Search code examples
rmatrixsparse-matrixtmcosine-similarity

Calculate Cosine Similarity between two documents in TermDocumentMatrix of tm Package in R


My task is to compare documents in a corpus by the cosine similarity. I use tm package and obtain the TermDocumentMatrix (in td-idf form) tdm. The following task should as simple as stated in here

d <- dist(tdm, method="cosine")

or

cosine_dist_mat <- 1 - crossprod_simple_triplet_matrix(tdm)/(sqrt(col_sums(tdm^2) %*% t(col_sums(tdm^2))))

However, the number of terms in my tdm is quite large, more than 120,000 (with around 50,000 documents). It is beyond the capability of R to handle such matrix. My RStudio crashed several times.

My questions are 1) how can I handle such a large matrix and get the pair-wise (120,000*120,000) cosine similarity? 2) if impossible, how can I just get the cosine similarity of only two documents at one time? Suppose I want the similarity between document 10 and 21, then something like

sim10_21<-cosine_similarity(tdm, d1=10,d2=21)

If tdm is a simple matrix, I can do the calculate on tdm[,c(10,21)]. However, to convert tdm to a matrix is exactly what I cannot handle.
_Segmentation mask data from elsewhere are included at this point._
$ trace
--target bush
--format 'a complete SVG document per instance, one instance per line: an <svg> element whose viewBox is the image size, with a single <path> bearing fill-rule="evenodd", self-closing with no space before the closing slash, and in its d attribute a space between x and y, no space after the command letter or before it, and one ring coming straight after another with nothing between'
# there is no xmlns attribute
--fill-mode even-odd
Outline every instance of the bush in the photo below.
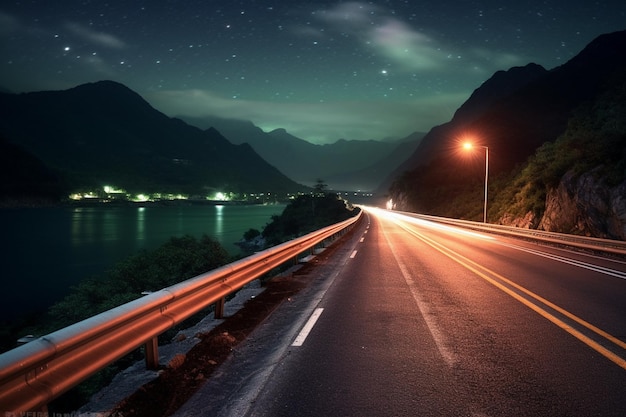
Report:
<svg viewBox="0 0 626 417"><path fill-rule="evenodd" d="M204 235L173 237L159 248L142 250L117 263L103 277L93 277L72 287L55 303L33 334L46 334L69 326L136 298L230 262L230 255Z"/></svg>
<svg viewBox="0 0 626 417"><path fill-rule="evenodd" d="M259 232L257 229L248 229L248 231L243 234L243 238L245 240L252 240L260 235L261 235L261 232Z"/></svg>

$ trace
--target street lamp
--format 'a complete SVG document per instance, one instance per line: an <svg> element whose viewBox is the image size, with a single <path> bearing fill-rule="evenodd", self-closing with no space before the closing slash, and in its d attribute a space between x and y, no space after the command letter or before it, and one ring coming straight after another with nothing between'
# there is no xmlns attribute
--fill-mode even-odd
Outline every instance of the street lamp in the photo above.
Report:
<svg viewBox="0 0 626 417"><path fill-rule="evenodd" d="M470 150L474 147L470 142L465 142L463 147ZM485 204L483 209L483 223L487 223L487 181L489 179L489 148L487 146L478 146L485 149Z"/></svg>

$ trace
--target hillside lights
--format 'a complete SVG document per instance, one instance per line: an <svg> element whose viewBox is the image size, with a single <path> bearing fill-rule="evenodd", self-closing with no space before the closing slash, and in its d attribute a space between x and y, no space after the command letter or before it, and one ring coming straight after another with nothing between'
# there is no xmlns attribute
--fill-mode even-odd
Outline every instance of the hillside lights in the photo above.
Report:
<svg viewBox="0 0 626 417"><path fill-rule="evenodd" d="M463 144L463 149L472 150L474 145L471 142L465 142ZM489 179L489 148L487 146L478 146L478 148L485 149L485 203L483 208L483 223L487 223L487 185Z"/></svg>

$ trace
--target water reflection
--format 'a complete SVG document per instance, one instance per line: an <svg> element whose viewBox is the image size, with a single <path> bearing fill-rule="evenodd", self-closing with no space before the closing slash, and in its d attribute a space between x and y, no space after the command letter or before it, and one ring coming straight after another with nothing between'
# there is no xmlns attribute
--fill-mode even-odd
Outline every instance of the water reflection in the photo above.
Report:
<svg viewBox="0 0 626 417"><path fill-rule="evenodd" d="M71 217L71 244L83 246L96 242L115 242L123 236L122 214L118 209L77 207Z"/></svg>
<svg viewBox="0 0 626 417"><path fill-rule="evenodd" d="M119 212L117 210L105 211L102 216L102 233L104 235L105 240L118 240L119 230L117 228L118 225Z"/></svg>
<svg viewBox="0 0 626 417"><path fill-rule="evenodd" d="M222 237L224 234L224 206L215 206L215 235Z"/></svg>
<svg viewBox="0 0 626 417"><path fill-rule="evenodd" d="M96 240L95 214L92 208L75 208L72 212L72 246L93 243Z"/></svg>
<svg viewBox="0 0 626 417"><path fill-rule="evenodd" d="M102 205L0 210L0 237L4 238L0 316L45 308L81 279L102 276L138 250L155 249L173 236L206 234L236 255L235 242L245 231L262 229L283 208ZM33 292L33 288L38 290Z"/></svg>
<svg viewBox="0 0 626 417"><path fill-rule="evenodd" d="M146 240L146 208L137 209L137 240Z"/></svg>

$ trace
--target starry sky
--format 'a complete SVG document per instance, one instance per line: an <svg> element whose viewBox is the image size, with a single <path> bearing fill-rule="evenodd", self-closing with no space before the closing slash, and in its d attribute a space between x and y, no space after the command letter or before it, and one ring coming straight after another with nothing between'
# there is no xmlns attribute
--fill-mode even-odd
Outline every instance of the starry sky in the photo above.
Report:
<svg viewBox="0 0 626 417"><path fill-rule="evenodd" d="M623 0L0 3L0 88L114 80L169 116L313 143L427 132L494 72L626 29Z"/></svg>

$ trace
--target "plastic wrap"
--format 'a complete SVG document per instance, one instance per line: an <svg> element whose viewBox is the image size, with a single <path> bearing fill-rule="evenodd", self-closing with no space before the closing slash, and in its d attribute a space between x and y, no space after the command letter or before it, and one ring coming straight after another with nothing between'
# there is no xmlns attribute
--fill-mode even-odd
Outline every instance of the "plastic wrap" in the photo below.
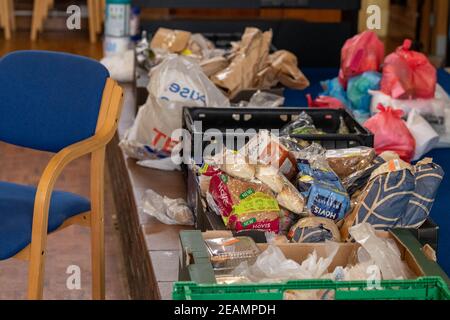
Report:
<svg viewBox="0 0 450 320"><path fill-rule="evenodd" d="M350 78L366 71L378 71L384 59L384 44L373 31L348 39L341 50L339 81L346 88Z"/></svg>
<svg viewBox="0 0 450 320"><path fill-rule="evenodd" d="M341 241L341 235L336 224L330 219L319 217L300 219L292 226L288 238L292 242L301 243Z"/></svg>
<svg viewBox="0 0 450 320"><path fill-rule="evenodd" d="M372 96L369 90L380 88L381 74L378 72L364 72L353 77L348 82L347 98L350 101L351 109L360 116L370 116L370 103Z"/></svg>
<svg viewBox="0 0 450 320"><path fill-rule="evenodd" d="M320 85L323 88L323 91L320 93L321 96L336 98L341 101L344 106L350 107L350 101L347 99L347 92L345 92L345 89L338 78L321 81Z"/></svg>
<svg viewBox="0 0 450 320"><path fill-rule="evenodd" d="M380 113L364 123L364 126L375 135L375 151L377 154L394 151L404 161L411 161L416 141L402 120L403 111L385 108L382 105L379 105L378 109Z"/></svg>
<svg viewBox="0 0 450 320"><path fill-rule="evenodd" d="M194 215L184 199L162 197L151 189L145 191L140 209L165 224L194 225Z"/></svg>
<svg viewBox="0 0 450 320"><path fill-rule="evenodd" d="M299 117L294 121L285 125L281 131L280 135L288 136L290 134L322 134L321 130L316 129L312 118L303 111L300 113Z"/></svg>
<svg viewBox="0 0 450 320"><path fill-rule="evenodd" d="M205 239L205 244L215 272L231 271L242 261L254 263L260 254L249 237Z"/></svg>
<svg viewBox="0 0 450 320"><path fill-rule="evenodd" d="M353 226L349 231L380 268L383 279L409 279L411 277L412 272L401 260L398 249L387 243L386 240L379 238L370 224L361 223Z"/></svg>
<svg viewBox="0 0 450 320"><path fill-rule="evenodd" d="M326 158L331 169L342 180L364 170L375 159L375 151L369 147L355 147L349 149L327 150Z"/></svg>
<svg viewBox="0 0 450 320"><path fill-rule="evenodd" d="M423 155L431 151L439 142L439 134L417 110L409 113L406 126L416 141L413 160L422 158Z"/></svg>
<svg viewBox="0 0 450 320"><path fill-rule="evenodd" d="M261 253L253 265L241 263L233 275L241 276L252 282L277 282L295 279L320 279L333 261L339 246L329 242L327 257L318 258L314 251L301 264L294 260L286 259L283 252L274 245Z"/></svg>
<svg viewBox="0 0 450 320"><path fill-rule="evenodd" d="M327 109L345 109L345 105L341 100L335 97L319 95L313 100L310 94L306 95L308 107L310 108L327 108Z"/></svg>
<svg viewBox="0 0 450 320"><path fill-rule="evenodd" d="M222 216L229 229L278 233L280 207L275 194L262 182L217 173L211 177L208 194L210 207L213 202L213 209Z"/></svg>
<svg viewBox="0 0 450 320"><path fill-rule="evenodd" d="M411 49L412 41L388 55L383 64L381 91L395 99L432 99L437 71L428 58Z"/></svg>
<svg viewBox="0 0 450 320"><path fill-rule="evenodd" d="M283 103L283 96L258 90L250 98L247 107L276 108L282 106Z"/></svg>

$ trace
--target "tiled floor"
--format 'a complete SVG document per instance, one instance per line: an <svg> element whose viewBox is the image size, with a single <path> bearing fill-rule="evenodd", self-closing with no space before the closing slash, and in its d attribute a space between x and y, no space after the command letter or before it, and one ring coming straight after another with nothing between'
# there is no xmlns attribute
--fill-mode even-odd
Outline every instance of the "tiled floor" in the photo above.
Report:
<svg viewBox="0 0 450 320"><path fill-rule="evenodd" d="M91 45L85 34L44 34L31 44L28 34L15 35L12 41L0 40L0 56L18 49L47 49L67 51L93 58L101 57L101 44ZM0 143L0 180L37 184L51 154L13 147ZM82 158L63 172L57 188L88 196L89 158ZM124 269L119 234L115 226L115 207L109 176L105 188L106 214L106 297L128 299L128 284ZM1 223L1 222L0 222ZM48 239L48 259L45 272L45 299L90 299L90 235L89 229L71 226ZM23 299L27 288L27 262L0 261L0 299ZM69 290L67 268L77 265L81 270L81 289Z"/></svg>

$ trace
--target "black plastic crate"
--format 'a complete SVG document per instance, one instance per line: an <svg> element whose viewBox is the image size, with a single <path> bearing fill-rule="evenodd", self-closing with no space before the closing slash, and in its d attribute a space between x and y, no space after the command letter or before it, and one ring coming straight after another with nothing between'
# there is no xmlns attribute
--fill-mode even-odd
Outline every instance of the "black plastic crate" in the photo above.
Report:
<svg viewBox="0 0 450 320"><path fill-rule="evenodd" d="M187 129L191 135L191 151L194 161L202 163L203 150L216 137L217 130L222 133L223 145L226 143L228 148L238 150L257 131L281 129L298 118L303 111L311 116L315 126L325 134L291 135L292 137L317 142L326 149L373 147L373 134L342 109L186 107L183 109L183 128ZM349 129L349 134L337 133L341 119ZM211 129L214 129L214 132L208 133L208 130ZM202 148L201 153L199 152L200 147Z"/></svg>

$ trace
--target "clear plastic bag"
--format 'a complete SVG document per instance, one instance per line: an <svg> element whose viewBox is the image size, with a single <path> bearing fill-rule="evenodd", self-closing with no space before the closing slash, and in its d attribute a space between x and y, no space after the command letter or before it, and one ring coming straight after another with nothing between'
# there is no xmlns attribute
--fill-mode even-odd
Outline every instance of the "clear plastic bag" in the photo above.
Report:
<svg viewBox="0 0 450 320"><path fill-rule="evenodd" d="M247 107L276 108L282 106L283 103L283 96L258 90L250 98Z"/></svg>
<svg viewBox="0 0 450 320"><path fill-rule="evenodd" d="M146 190L140 209L165 224L194 225L194 215L184 199L171 199Z"/></svg>
<svg viewBox="0 0 450 320"><path fill-rule="evenodd" d="M395 244L379 238L368 223L361 223L349 229L350 235L367 251L370 258L381 270L385 280L409 279L411 270L402 261Z"/></svg>

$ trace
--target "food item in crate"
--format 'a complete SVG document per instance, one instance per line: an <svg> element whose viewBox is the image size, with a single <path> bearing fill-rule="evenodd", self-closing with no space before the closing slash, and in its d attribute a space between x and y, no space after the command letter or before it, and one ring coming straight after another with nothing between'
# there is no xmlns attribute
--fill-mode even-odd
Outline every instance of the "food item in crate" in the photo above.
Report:
<svg viewBox="0 0 450 320"><path fill-rule="evenodd" d="M379 113L364 123L364 127L374 134L374 145L377 154L383 151L394 151L404 161L410 162L414 157L416 141L409 132L403 111L379 105Z"/></svg>
<svg viewBox="0 0 450 320"><path fill-rule="evenodd" d="M419 160L439 143L439 134L416 109L409 113L406 126L416 141L413 160Z"/></svg>
<svg viewBox="0 0 450 320"><path fill-rule="evenodd" d="M274 193L262 182L244 181L224 173L211 178L213 208L231 230L255 229L278 233L280 207Z"/></svg>
<svg viewBox="0 0 450 320"><path fill-rule="evenodd" d="M180 53L187 48L190 38L188 31L159 28L150 42L150 48Z"/></svg>
<svg viewBox="0 0 450 320"><path fill-rule="evenodd" d="M280 135L284 136L296 134L323 134L323 131L318 130L312 118L303 111L296 120L285 125L280 131Z"/></svg>
<svg viewBox="0 0 450 320"><path fill-rule="evenodd" d="M224 147L222 152L214 156L210 162L232 177L244 180L252 180L255 177L255 165L234 150Z"/></svg>
<svg viewBox="0 0 450 320"><path fill-rule="evenodd" d="M297 174L294 155L282 144L280 139L268 130L261 130L239 150L252 164L271 165L291 179Z"/></svg>
<svg viewBox="0 0 450 320"><path fill-rule="evenodd" d="M366 71L378 71L384 59L384 44L373 31L364 31L348 39L341 51L339 81L347 88L348 80Z"/></svg>
<svg viewBox="0 0 450 320"><path fill-rule="evenodd" d="M243 261L254 263L261 253L250 237L205 239L205 244L216 272L231 271Z"/></svg>
<svg viewBox="0 0 450 320"><path fill-rule="evenodd" d="M394 99L432 99L436 68L423 53L411 50L411 45L412 41L406 39L384 60L381 91Z"/></svg>
<svg viewBox="0 0 450 320"><path fill-rule="evenodd" d="M345 109L342 101L335 97L319 95L313 99L310 94L307 94L306 99L310 108Z"/></svg>
<svg viewBox="0 0 450 320"><path fill-rule="evenodd" d="M296 214L303 213L305 199L277 169L268 165L259 165L256 169L256 178L275 192L280 206Z"/></svg>
<svg viewBox="0 0 450 320"><path fill-rule="evenodd" d="M357 195L356 205L345 218L343 239L349 237L351 226L361 222L376 230L417 229L428 218L444 176L442 168L430 158L415 166L398 158L389 160L388 155L384 158L374 166L368 183Z"/></svg>
<svg viewBox="0 0 450 320"><path fill-rule="evenodd" d="M341 234L336 224L330 219L307 217L300 219L289 231L288 238L292 242L317 243L325 241L341 241Z"/></svg>
<svg viewBox="0 0 450 320"><path fill-rule="evenodd" d="M340 179L366 169L371 165L376 154L369 147L355 147L349 149L327 150L325 154L331 169Z"/></svg>
<svg viewBox="0 0 450 320"><path fill-rule="evenodd" d="M444 170L425 158L414 166L416 186L397 227L419 228L430 214L437 191L444 177Z"/></svg>
<svg viewBox="0 0 450 320"><path fill-rule="evenodd" d="M309 213L335 221L343 219L350 209L350 199L325 157L316 155L309 160L299 159L298 169L297 186L308 198Z"/></svg>
<svg viewBox="0 0 450 320"><path fill-rule="evenodd" d="M350 101L347 99L347 92L345 92L344 87L339 82L339 78L328 79L320 82L323 91L320 93L321 96L332 97L341 101L341 103L350 107Z"/></svg>

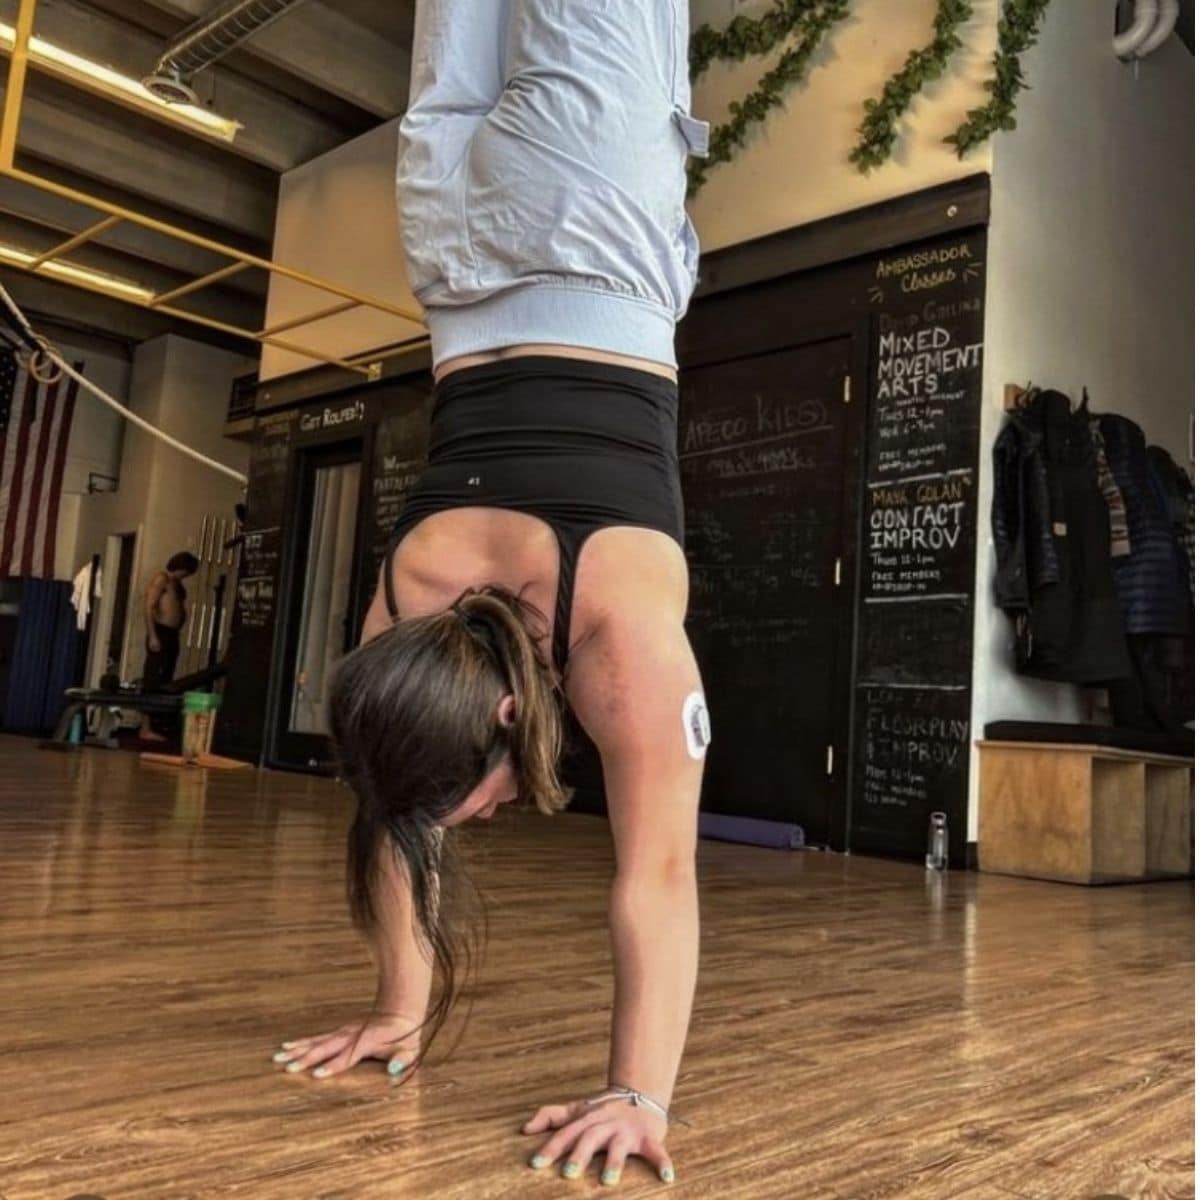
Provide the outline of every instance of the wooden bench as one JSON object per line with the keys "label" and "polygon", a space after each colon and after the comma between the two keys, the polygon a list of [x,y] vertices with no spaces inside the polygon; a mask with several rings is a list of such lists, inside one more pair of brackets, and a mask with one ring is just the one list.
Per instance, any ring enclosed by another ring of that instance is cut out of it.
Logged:
{"label": "wooden bench", "polygon": [[1193,759],[1078,743],[977,745],[981,871],[1085,884],[1192,873]]}

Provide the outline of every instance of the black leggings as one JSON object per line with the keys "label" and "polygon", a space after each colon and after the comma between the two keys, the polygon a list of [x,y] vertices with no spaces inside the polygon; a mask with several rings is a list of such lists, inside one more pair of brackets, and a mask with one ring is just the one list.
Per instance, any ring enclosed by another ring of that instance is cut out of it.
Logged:
{"label": "black leggings", "polygon": [[150,639],[146,639],[146,663],[142,667],[143,692],[161,692],[175,678],[175,667],[179,662],[179,630],[155,621],[154,634],[158,638],[159,649],[151,650]]}
{"label": "black leggings", "polygon": [[406,533],[453,508],[529,513],[559,545],[554,662],[565,671],[575,569],[587,539],[613,525],[683,545],[676,454],[678,390],[648,371],[530,355],[453,372],[436,390],[429,462],[405,501],[384,563]]}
My questions ultimately boils down to how to do matrix-like calculate on tdm.


Solution

  • 120,000 x 120,000 matrix * 8 bytes (dbl float) = 115.2 gigabytes. This isn't necessarily beyond the capability of R, but you do need at least that much memory, regardless of what language you use. Realistically, you'll probably want to write to the disk, either using some database such as Sql (e.g. RSQLite package) or if you plan to only use R in your analysis, it might be better to use the "ff" package for storing/accessing large matrices on disk.

    You could do this iteratively and multithread it to improve the speed of calculation.

    To find the distance between two docs, you can do something like this:

    dist(t(tdm[,1]), t(tdm[,2]), method='cosine')